My spunky daughter's career plans change on the daily, but she keeps going back to wanting to be an engineer. It makes sense; she's creative, has amazing artistic and spatial ability, is constantly trying to figure out how things work, and loves to create things (sometimes out of things I would prefer she throw away). I am so proud that she not only sets her sights high, but she doesn't feel limited by gender stereotypes.
My heart broke when my son came home and told me that his "friends" at preschool had said his hair made him look like a girl. I promptly pulled up pictures of men with long hair on my phone. Lots of "men" rock long hair. It has nothing to do with gender.
Speaking of his hair, my son has beautiful curls. I will cry when he asks me to cut it. For now, however, he loves ponytails, braids, and buns.
When my daughter was 4, she got in trouble for not wearing shorts under her skirt at school. I had a few words with the director about how school dress codes were discriminatory, sexist, and based on ridiculous ideas of gender roles and boys not "being distracted" being more important than girls' rights to an education. Screw school dress codes.
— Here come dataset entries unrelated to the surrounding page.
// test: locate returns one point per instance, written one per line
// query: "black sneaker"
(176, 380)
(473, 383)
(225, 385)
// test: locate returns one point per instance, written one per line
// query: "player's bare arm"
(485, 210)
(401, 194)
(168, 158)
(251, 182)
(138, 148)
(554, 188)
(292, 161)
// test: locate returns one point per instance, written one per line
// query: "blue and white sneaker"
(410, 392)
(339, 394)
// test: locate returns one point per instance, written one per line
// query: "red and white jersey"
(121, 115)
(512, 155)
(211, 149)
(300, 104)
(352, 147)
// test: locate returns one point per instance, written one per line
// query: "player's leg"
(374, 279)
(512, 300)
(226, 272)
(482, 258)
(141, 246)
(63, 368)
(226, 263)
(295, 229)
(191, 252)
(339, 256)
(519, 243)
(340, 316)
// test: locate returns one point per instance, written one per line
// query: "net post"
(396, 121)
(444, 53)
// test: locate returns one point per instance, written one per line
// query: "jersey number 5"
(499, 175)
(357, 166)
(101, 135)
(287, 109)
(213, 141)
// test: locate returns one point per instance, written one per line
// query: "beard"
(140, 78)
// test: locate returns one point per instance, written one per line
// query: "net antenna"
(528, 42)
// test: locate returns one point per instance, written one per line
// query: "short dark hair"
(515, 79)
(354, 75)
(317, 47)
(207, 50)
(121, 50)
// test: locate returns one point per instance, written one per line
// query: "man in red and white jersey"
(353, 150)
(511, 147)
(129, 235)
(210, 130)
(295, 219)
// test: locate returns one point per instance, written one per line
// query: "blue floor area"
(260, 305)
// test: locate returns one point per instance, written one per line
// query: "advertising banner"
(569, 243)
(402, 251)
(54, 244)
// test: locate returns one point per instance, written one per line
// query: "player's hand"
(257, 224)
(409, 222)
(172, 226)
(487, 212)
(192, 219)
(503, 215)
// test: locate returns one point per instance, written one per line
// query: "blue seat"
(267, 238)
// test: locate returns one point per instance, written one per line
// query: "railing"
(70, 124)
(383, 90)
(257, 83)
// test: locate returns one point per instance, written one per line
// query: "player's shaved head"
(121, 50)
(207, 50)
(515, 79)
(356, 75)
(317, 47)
My daughter decided to trade her waist-length locks for a rad asymmetrical rock star cut. All of the kids at school were super jealous.
A few months ago, we went to visit an old friend of mine whose daughter is transgender. We were a little worried about how everything would go down, but our daughters became fast friends. One night, mine said to me, "Having a penis doesn't mean you are a boy. Girls can have penises, too." Absolutely.
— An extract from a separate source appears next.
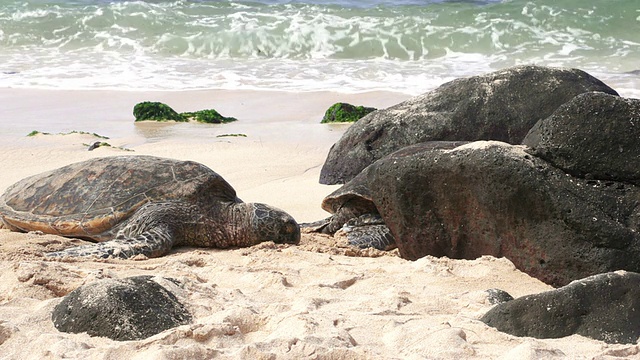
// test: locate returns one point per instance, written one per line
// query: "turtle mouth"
(291, 232)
My youngest son is a gentle soul and is by far the most nurturing of our children. I am pregnant right now, and he can't wait to hold and help take care of his new baby sibling. He loves snuggling his babies. He's not so sure about diaper changes, yet, but I am sure he will be my little helper once baby is here.
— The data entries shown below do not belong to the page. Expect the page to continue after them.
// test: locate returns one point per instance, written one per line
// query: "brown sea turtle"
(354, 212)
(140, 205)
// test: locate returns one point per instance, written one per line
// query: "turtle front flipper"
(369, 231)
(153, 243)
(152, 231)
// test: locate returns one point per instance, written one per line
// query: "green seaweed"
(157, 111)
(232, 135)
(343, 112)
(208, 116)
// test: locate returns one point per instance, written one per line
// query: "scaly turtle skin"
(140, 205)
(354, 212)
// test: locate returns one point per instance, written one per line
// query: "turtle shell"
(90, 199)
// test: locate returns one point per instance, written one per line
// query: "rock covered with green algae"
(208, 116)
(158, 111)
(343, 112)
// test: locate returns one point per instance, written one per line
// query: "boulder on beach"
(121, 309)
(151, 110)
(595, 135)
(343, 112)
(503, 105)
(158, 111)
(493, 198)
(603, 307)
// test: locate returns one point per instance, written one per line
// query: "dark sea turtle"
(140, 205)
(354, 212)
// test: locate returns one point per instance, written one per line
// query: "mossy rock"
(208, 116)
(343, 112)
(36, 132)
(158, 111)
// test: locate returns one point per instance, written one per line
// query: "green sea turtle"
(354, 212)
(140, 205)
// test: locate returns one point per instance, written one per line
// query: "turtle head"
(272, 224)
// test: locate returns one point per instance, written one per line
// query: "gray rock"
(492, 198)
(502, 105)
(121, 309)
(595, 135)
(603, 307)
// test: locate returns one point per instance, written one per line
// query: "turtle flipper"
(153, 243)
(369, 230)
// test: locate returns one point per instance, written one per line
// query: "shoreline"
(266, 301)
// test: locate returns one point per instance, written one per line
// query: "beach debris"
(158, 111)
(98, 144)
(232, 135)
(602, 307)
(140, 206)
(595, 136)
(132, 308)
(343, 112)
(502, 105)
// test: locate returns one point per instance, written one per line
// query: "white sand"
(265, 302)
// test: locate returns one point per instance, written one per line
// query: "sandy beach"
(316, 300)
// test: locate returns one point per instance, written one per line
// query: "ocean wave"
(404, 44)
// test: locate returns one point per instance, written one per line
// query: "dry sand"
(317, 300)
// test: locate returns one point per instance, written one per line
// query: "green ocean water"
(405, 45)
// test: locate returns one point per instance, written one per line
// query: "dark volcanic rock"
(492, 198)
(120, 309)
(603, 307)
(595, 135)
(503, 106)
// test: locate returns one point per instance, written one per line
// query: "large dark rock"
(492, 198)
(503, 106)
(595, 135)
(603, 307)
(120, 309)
My son had no idea that the boots he picked out last year were "girl boots." He wanted boots with Elsa and sparkles, and those are the ones he got. They are fabulous. It's time to say, "let it go" to gender constructs.
I am currently pregnant. While we have had several ultrasounds and know what baby's anatomy looks like, we decided to do something different this time around with a nontraditional gender reveal video. It was super fun and absolutely us.
Gender is a social construct. It won't change how we raise our baby, or who they become. They can decide for themselves who they want to be, and we'll support them no matter what.